The Caradrio is a mythological creature, a legendary bird mentioned by Socrates in the Platonic dialogue “Gorgia” to portray the habits of the lustful man.
Formerly described for its ability to defecate during nourishment, in the Middle Ages the animal was charged with a salvific character because it was able to absorb the diseases of the sick only by sitting on their beds and flying against the sun to set them free.
As a symbol of purity and sacrifice, the Caradrio was then associated with the image of Jesus Christ, appearing in pagan-style Christian representations.
The different stories that linger around this creature, witness a specific kind of cultural transmission that, over the centuries, through superstition and paganism have linked Greek mythology and oral culture to Christianity.
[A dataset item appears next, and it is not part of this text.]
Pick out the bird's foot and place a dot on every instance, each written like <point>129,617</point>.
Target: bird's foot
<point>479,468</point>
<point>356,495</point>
Within this contamination of cultural sources and iconographies, the imaginary that brings together the practice of the two artists takes shape. Both are involved in a research on visual language that has translated over time reflections on the terrain, on the celestial and on their connection, which characterize the Mediterranean culture.
This research has not been developed starting from a generic anthropological study, but from a rediscovery and deconstruction of their personal stories, which are themselves the result of a mixture between Catholic education, the 80s-90s culture of fantasy fictions, the fascination for the mythological and the fairy-tale, the study of cosmological and theosophical theories.
Gualandris and Sala translate the elements that construct their imagination by creating paintings and sculptures that appear as visions, parts of tales not explicit but simply open to being read. Working on the combinatorial structures characterizing the mythology, the fairy tale and the Renaissance anecdotal literature, the two artists develop a language that, maintaining a correspondence with reality, comes alive thanks to references from the oneiric and metaphysical world.
Sculptures conceived as portable scenarios, sections of sky, landscapes and grotesque characters, are the different elements inserted into a game of correspondences and roles that transform the exhibition into a narrative environment, an imaginary space.